Оказывается, их не просто вешают, а медленно душат фортепианной струной на крюках мясников, и что к тому же им делают инъекции сердечных стимуляторов, чтобы продлить агонию. Утверждают, что умерщвление снимается на пленку и Гитлер открыто злорадствует, просматривая эти фильмы у себя в ставке…
25 августа
Лоремари Шенбург оправилась от краткого приступа отчаяния и снова готовится в поход. Мы наконец выяснили, что место их заключения — военная тюрьма — находится возле станции Лертер. Она уже побывала там и с помощью сигарет, добытых Перси Фреем, подкупила одного из охранников, который согласился передать Готфриду Бисмарку записку на крохотном клочке бумаги. Он даже принес ответ, в котором Готфрид жаловался на паразитов, просил прислать порошок от вшей и немного еды, так как им дают только черный хлеб, а он у него не усваивается. Он не получил ни одной передачи, так что, видимо, единственная альтернатива — каждый день приносить ему бутерброды»[108].

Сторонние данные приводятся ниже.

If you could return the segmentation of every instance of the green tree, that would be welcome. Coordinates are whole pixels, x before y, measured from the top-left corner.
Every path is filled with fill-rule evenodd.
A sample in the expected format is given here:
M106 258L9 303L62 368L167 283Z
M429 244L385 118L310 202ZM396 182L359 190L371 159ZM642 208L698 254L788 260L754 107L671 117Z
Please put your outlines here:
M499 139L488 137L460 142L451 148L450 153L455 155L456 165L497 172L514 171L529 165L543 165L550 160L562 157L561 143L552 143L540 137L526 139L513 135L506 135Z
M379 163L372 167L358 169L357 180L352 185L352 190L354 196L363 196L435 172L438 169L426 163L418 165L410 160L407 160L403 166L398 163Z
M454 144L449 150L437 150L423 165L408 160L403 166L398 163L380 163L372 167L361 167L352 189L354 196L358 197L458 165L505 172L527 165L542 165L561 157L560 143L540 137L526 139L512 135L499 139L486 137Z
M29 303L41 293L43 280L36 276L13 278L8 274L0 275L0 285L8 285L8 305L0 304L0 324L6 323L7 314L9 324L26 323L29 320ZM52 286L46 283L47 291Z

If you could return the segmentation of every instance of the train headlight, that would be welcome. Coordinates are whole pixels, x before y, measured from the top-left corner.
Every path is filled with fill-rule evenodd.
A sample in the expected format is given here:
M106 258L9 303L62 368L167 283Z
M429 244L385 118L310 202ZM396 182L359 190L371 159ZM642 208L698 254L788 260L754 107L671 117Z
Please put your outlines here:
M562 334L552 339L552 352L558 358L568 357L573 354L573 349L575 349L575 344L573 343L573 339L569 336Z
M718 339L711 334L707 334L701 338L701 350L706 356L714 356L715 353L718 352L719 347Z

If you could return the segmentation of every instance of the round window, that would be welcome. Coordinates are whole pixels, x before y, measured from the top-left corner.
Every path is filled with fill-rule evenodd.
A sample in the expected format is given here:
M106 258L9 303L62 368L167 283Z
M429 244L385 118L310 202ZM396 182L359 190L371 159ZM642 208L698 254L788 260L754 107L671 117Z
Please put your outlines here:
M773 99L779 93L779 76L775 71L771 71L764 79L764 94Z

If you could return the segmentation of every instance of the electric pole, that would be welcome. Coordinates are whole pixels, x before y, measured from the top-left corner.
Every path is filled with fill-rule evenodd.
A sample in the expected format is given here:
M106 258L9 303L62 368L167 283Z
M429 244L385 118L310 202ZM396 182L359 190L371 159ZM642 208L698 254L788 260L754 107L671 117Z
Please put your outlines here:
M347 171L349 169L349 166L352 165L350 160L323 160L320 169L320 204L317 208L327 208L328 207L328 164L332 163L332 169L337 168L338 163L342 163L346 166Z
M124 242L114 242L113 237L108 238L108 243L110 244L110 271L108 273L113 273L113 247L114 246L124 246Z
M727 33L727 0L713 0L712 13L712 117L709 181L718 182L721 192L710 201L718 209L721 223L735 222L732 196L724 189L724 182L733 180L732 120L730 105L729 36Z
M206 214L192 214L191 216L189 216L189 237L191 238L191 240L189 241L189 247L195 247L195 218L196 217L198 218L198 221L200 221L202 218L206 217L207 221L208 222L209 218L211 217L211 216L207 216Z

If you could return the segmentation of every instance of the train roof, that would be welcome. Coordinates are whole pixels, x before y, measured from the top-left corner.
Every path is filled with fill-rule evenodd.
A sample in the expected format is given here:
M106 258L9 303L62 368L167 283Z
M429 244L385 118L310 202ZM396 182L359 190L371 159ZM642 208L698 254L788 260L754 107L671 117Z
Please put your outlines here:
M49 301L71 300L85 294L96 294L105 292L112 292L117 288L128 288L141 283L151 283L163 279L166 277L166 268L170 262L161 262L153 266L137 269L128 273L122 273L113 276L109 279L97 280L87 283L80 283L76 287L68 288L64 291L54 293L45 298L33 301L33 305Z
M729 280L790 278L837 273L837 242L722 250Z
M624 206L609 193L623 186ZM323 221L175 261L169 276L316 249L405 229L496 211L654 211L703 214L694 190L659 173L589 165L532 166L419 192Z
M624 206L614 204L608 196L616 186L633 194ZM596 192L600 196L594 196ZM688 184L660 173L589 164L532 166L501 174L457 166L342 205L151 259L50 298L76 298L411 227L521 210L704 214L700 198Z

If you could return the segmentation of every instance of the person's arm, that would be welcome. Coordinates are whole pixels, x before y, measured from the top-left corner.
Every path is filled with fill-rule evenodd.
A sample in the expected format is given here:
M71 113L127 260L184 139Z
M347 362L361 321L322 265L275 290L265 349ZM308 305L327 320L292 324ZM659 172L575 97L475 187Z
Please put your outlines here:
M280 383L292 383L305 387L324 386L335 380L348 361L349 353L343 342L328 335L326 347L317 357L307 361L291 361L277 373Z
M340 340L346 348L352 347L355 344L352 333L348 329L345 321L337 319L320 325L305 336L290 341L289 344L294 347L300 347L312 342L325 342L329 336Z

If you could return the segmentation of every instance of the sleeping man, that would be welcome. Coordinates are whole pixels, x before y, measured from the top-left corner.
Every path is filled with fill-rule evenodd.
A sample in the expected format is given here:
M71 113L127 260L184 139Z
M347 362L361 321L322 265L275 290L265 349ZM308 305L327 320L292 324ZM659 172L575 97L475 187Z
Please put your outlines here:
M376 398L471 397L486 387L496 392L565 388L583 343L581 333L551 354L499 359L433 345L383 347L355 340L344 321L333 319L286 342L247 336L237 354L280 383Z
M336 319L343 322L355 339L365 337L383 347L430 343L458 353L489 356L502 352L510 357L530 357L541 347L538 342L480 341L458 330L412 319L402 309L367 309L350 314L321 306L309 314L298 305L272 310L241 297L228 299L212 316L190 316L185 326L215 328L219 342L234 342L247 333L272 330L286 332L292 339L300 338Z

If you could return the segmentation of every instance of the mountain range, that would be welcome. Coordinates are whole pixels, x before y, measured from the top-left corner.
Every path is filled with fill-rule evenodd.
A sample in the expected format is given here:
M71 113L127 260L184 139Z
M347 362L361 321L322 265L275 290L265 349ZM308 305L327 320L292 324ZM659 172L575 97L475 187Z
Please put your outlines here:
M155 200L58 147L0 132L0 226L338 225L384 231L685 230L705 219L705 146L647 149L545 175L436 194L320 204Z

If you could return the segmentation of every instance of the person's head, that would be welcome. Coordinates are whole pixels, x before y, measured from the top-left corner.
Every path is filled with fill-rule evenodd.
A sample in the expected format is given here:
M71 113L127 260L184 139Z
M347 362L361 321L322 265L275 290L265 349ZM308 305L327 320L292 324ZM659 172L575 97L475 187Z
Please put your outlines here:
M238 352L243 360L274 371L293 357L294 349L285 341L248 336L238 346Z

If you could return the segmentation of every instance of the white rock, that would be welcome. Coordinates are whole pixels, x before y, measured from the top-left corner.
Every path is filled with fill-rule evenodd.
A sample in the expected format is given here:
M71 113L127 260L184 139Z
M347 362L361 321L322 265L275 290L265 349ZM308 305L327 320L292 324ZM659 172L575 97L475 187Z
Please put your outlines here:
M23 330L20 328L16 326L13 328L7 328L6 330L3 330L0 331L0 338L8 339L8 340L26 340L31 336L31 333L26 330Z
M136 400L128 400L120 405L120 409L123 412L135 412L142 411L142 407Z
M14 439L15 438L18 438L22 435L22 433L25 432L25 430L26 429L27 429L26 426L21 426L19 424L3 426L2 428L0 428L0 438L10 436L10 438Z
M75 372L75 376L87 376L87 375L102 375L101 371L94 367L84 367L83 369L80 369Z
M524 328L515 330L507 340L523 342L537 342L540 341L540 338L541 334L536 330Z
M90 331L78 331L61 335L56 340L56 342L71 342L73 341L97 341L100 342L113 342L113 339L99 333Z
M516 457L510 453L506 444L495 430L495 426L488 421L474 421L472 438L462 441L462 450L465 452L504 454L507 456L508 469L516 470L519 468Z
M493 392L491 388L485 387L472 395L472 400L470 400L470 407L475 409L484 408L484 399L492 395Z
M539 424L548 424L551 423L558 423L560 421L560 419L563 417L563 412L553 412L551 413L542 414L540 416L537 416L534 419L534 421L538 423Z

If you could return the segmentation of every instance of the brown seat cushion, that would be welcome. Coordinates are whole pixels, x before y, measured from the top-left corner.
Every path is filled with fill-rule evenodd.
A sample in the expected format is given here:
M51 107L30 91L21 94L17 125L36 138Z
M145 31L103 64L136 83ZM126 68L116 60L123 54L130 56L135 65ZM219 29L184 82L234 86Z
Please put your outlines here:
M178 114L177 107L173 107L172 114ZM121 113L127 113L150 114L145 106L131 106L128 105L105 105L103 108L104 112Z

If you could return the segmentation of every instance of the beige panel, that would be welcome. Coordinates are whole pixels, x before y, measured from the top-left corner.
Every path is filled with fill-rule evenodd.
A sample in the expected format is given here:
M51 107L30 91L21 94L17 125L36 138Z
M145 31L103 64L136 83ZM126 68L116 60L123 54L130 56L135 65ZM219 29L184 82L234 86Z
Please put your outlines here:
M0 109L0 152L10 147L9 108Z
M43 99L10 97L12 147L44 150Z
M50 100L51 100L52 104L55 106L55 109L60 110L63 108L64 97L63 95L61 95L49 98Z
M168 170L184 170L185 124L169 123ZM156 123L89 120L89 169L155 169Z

Это как же надо любить сигареты, чтобы охранник военной тюрьмы согласился рискнуть передавать записочки арестованному по делу о покушении на Гитлера с фамилией Бисмарк! А делом о покушении на себя, любимого, Гитлер очень интересовался. Что ждало бы охранника, попадись он на такой передаче? Отделался бы концлагерем или отправкой в штрафбат на Восточный фронт в качестве особой милости вместо смертной казни?
На самом деле на такой смертельный риск охранник не пошел.
Можно, конечно, предположить, что он доложил «куда следует» о предложении передать записочку заключенному. Но у Лоремари Шенбург не было никаких неприятностей. Значит, доноса на нее не последовало.
Охранник поступил по-другому — «развел», как нынче говорят, Лоремари, но начальству не докладывал.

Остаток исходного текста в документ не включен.